The European Union on Thursday dismissed sanctions that the Islamic Republic imposed on several EU individuals and media outlets in a tit-for-tat move as "purely politically motivated."
Expressing concerns about the clerical regime's ongoing violent crackdown on antigovernment protests, EU’s lead spokesperson for foreign affairs Peter Stano told journalists Thursday that contrary to Tehran’s sanctions, “when you take the EU sanctions (on Iran), they are adopted on clear legal grounds, based on the evidence of human rights violations in Iran."

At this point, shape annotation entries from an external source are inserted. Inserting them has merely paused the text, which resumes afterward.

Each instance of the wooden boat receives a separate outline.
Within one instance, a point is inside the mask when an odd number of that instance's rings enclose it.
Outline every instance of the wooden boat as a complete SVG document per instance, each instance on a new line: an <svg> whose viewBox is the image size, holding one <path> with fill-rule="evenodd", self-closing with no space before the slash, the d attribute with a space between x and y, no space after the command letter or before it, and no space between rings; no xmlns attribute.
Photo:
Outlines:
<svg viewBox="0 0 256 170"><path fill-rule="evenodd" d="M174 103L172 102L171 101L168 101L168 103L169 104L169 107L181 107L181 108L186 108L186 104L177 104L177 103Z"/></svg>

In reaction to the EU’s October 17 sanctions targeting Iranian individuals and entities over their role in the brutal suppression of peaceful protests,Tehran announced Wednesday sanctions against eight institutions and 12 individuals based in the EU.
Iran’s Foreign Ministry claimed that the Islamic Republic’s sanctions were imposed due to “deliberate actions in support of terrorism and terrorist groups, encouraging and inciting terrorism, violence, and hatred, which has caused riots, violence, terrorist acts, and human rights violations against the people of Iran.”
Iranian authorities, including the Supreme leader and the president, accuse Western countries and Israel of being behind the current wave of antigovernment protests, ignited by the death in custody of 22-year-old Mahsa Amini.
The new list of sanctions includes the Persian-language services of Germany’s Deutsche Welle and France’s RFI, extending Iran’s animosity against foreign-based channels that it says are promoting an uprising such as BBC Persian and Iran International. Two directors of the German newspaper Bild were also blacklisted.